I stood below them, looking up. They'd finished off the pizza and half a six-pack of beer.

“You made it,” Will called down.

“It wasn't easy.” I picked up two fistfuls of sand and let it fall through my fingers.

“You lied to us,” Luke said. “About pretty much everything.”

“I know.” I sat in the sand. “I'm…beyond sorry.”

Will threw a can of beer down to me, but I didn't open it.

“I would have told you guys, but I didn't know how.”

Luke leaned over the railing. “How hard would it have been to say
I'm faking a drug addiction to get close to a girl
?”

“It was more complicated than that. But that's not an excuse. I should have told you.”

“Yeah, River,” Will said. “You should have.”

“I know.”

“Because,” he added, “we're friends.”

“Still?”

“At least until we scatter around the country to different schools and make newer, better, more lasting friendships.” Luke and Maggie slugged him.

I climbed the tower and sat next to Maggie.

“Dude,” Luke said. “Are you okay coming here? You aren't worried about flashbacks?”

“Are you thinking about using again?” Will leaned in. “Do I need to call your sponsor?”

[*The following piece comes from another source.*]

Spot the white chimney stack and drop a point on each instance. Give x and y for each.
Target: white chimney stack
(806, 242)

The last of the light was leaving the sky. The ocean dark and vast before us. I lay on my back on the lifeguard tower with my legs dangling off the edge and looked up at the stars. There weren't many to see.

“So, you guys,” I said. “I don't want any of you to freak out or anything, but since I'm being honest now, there's something I have to tell you.”

“Okay,” they said. They waited.

“I'm getting my driver's license.”

“Whoa,” Will said. “That's harder to imagine than you as a drug addict.”

Maggie took a swig of beer. “This is not the world I know and inhabit. I'm feeling…unsafe.” I stood up and started unbuttoning my jeans. “Uh…what are you doing? Now I'm feeling
extremely
unsafe,” she said.

I dropped my pants and kicked them off and stood in Will's short-shorts. Will and Luke and Maggie stared for a minute before lifting their beers in a toast.

“Take a lap of shame, River Dean,” Will said.

I climbed down from the tower and ran toward the horizon, my friends cheering me on.